In the study, 900 patients with diabetes but no history of diabetic retinopathy were examined at 10 primary care sites across the US and retinal images of the patients were obtained using a robotic camera, with an AI assisting the operator in getting good quality images. Study participants also had retinal images taken at each of the primary care clinics using specialised widefield and 3D imaging equipment without AI operated by experienced retinal photographers certified by the Wisconsin Fundus Photograph Reading Center. The AI was able to correctly identify 173 of the 198 participants with the disease, resulting in a sensitivity of 87 per cent.
Indeed, IDx-DR was found to exceed all endpoints in the ability to correctly identify a patient with disease, the ability to correctly classify a person as disease-free, and the capability to produce quality images of the retina and determine the severity of the disease.
“The AI system's primary role is to identify those people with diabetes who are likely to have diabetic retinopathy that requires further evaluation by an eye-care provider.

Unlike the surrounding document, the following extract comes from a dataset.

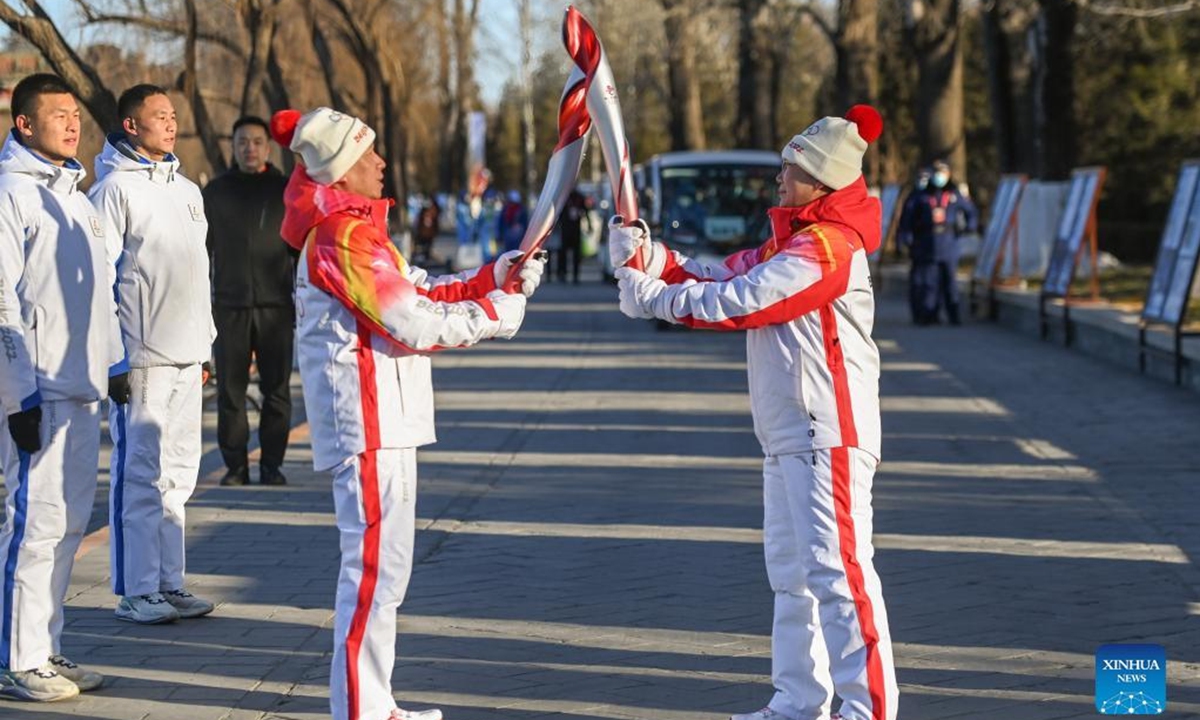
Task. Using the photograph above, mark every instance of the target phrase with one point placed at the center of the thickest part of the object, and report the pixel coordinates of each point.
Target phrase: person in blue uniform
(930, 226)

The study results demonstrate the safety of autonomous AI systems to bring specialty-level diagnostics to a primary care setting, with the potential to increase access and lower cost,” said Dr Michael Abràmoff, the Robert C. Watzke Professor of Ophthalmology and Visual Sciences with UI Health Care and Principal Investigator on the study. He is also Founder and President of IDx, the company that created the IDx-DR system and funded the study. IDx is working with the American Medical Association to ensure that there is clear coding guidance for billing of IDx-DR.